Puerto Rico nightmare: MARIA
Hurricane Maria is regarded the worst natural disaster on record in Dominica as it caused catastrophic damages and a major humanitarian crises in Puerto Rico. The tenth-most intense Atlantic hurricane on record, Maria was the thirteenth named storm, seventh consecutive hurricane, fourth major hurricane, and the second Category 5 hurricane of the unusually active 2017 Atlantic hurricane season, Wikipedia.
It has been a month since Hurricane Maria made landfall in Puerto Rico as a Category 4 storm and pummeled the island with sustained winds of 155 mph. The storm devastated Puerto Rico’s water system, power grid, road network and cellphone infrastructure; it is now responsible for at least 48 deaths.
This infrared image of Hurricane Maria shows the extent of Maria's clouds stretching from Florida to Nova Scotia, Canada - Courtesy of NASA/JPL, Ed Olsen
Highways and bridges suffered heavy damage, cutting off some towns and hampering delivery of relief supplies such as food and water. Of Puerto Rico’s 5,073 miles of road, 392 were open earlier this week (including passage on an outer ring of the island), according to the Federal Emergency Management Agency.
Maria decimated much of the island's structures, forcing 4,246 people to continue to reside in 92 shelters.
At least 76 people are still missing in Puerto Rico 30 days after Hurricane Maria made landfall on the island as a powerful Category 4 storm, officials said.
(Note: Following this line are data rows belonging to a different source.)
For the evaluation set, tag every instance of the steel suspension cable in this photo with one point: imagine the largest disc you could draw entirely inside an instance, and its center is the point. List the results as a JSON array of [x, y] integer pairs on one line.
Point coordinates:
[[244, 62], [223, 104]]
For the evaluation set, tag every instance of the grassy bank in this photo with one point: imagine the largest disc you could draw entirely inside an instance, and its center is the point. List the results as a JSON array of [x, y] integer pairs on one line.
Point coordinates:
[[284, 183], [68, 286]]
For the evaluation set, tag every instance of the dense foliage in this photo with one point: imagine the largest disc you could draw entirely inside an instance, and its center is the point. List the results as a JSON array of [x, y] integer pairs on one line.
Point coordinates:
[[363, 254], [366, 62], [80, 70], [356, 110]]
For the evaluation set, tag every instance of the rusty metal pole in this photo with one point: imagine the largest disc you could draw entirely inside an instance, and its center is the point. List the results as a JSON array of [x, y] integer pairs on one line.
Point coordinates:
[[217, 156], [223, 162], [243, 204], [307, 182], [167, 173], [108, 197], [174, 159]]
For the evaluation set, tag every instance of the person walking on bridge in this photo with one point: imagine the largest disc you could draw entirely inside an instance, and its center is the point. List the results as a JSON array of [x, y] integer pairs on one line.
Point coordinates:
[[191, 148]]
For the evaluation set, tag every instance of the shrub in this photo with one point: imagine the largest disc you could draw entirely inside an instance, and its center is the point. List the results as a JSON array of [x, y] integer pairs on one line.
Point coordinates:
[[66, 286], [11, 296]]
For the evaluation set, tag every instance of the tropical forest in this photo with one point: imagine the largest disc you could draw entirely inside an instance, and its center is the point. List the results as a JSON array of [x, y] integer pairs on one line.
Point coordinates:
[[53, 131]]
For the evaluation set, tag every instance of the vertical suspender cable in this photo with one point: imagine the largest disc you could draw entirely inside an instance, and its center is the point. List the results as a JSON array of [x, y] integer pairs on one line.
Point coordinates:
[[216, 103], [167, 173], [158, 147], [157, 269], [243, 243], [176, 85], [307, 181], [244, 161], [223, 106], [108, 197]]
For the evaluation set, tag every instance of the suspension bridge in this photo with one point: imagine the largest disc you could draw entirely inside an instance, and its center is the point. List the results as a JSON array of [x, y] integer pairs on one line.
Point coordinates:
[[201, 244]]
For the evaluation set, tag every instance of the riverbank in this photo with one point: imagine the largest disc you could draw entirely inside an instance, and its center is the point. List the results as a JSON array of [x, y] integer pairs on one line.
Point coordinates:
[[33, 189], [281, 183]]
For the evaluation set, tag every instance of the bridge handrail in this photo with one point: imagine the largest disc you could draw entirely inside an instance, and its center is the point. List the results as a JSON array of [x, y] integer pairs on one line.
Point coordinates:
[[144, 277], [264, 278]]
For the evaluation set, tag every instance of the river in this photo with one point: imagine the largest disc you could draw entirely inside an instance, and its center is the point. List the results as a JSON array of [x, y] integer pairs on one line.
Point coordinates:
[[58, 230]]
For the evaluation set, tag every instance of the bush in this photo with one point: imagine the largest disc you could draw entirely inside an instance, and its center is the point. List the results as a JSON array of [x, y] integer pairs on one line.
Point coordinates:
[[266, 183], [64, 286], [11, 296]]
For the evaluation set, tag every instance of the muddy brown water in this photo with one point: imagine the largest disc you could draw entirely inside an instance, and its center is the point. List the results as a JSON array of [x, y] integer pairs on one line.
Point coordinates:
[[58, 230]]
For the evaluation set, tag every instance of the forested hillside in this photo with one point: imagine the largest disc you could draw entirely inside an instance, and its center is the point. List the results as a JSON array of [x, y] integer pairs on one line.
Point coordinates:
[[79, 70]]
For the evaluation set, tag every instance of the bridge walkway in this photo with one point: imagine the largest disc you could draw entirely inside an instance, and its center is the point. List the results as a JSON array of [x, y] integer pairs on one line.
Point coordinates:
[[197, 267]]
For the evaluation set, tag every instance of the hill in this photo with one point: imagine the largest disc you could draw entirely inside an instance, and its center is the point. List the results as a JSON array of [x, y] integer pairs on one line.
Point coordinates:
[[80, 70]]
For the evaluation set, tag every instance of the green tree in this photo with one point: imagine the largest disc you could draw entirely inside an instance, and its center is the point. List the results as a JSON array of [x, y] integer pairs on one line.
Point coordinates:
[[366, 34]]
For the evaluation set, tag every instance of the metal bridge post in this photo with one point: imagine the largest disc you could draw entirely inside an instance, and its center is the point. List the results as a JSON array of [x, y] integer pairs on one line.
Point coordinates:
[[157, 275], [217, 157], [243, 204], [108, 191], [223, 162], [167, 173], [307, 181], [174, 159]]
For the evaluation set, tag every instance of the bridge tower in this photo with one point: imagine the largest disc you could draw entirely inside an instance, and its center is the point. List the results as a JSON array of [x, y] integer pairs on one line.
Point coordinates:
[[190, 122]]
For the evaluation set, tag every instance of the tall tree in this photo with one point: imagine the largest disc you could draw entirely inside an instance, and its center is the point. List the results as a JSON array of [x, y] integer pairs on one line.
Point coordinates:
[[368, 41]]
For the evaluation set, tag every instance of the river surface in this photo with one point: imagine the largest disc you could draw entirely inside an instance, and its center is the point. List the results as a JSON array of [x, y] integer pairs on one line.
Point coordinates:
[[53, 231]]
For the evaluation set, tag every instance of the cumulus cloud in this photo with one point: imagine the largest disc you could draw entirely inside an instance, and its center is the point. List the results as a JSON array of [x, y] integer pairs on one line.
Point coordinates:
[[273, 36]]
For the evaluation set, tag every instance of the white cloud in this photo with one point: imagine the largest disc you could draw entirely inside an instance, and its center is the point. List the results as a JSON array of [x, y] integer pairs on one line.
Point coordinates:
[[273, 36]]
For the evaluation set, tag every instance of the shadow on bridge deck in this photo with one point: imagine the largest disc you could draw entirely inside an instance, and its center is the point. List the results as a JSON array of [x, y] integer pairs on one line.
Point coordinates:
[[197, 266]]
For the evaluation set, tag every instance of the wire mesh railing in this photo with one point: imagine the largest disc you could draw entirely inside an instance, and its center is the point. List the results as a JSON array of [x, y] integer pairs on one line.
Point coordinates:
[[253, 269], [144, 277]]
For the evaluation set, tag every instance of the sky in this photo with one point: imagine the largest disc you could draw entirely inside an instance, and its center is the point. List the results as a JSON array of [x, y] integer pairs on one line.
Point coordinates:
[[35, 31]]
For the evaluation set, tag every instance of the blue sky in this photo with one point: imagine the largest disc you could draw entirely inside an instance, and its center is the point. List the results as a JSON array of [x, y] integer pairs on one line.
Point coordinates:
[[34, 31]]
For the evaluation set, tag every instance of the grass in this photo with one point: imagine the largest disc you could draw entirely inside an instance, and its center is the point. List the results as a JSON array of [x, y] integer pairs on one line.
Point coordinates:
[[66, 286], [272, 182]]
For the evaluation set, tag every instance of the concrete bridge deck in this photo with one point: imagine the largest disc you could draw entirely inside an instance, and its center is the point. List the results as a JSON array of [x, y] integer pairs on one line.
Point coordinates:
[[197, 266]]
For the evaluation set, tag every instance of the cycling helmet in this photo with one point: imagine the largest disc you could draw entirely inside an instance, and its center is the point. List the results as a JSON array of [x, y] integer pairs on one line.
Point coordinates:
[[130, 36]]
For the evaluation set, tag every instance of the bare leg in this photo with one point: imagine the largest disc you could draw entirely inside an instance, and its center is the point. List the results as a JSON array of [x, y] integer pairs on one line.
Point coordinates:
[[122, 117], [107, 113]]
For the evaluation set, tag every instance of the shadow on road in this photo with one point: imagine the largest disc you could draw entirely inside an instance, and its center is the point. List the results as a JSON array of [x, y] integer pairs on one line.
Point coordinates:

The strongest observed in the Atlantic since 2005: IRMA
The most powerful Atlantic storm in a decade has caused widespread destruction across the Caribbean and the southern US, leaving 55 people dead. Irma, at times a category five hurricane, packed winds of up to 295km/h (185mph).
The storm cut a devastating trail across Caribbean countries and territories before moving up through the U.S. states of Florida, Georgia and South Carolina, weakening into a tropical depression.
An estimated 1.2 million people have been affected.
The Tampa Bay Area felt Irma’s worst impacts overnight. As the storm moved north, winds shifted to come from the west, bringing a dangerous and storm surge with it.
On Sunday, the center of the storm made its first Florida landfall at Cudjoe Key, just east of Key West, at 9:10 a.m. The storm was crawling to the north-northwest at just eight mph at the time, but the winds were blowing at close to 130 mph.
Hurricane Irma on Its Way to the Bahamas as a Potentially Catastrophic Category 5 Hurricane - Courtesy of weather.com
The eye of Hurricane Irma made its second landfall in Florida on Sunday at 3:35 p.m., in Marco Island, south of Naples. Just prior to landfall, the Marco Island Police Department reported a 130-mph wind gust in the eyewall of the hurricane. The city of Naples experienced a 142-mph gust.
A combination of high tide and onshore wind pushed a storm surge into the low-lying city of Miami on Sunday. Winds are gusting to 90 mph at Miami International Airport.
More than five million people across Florida were ordered to evacuate and thousands are crammed into shelters.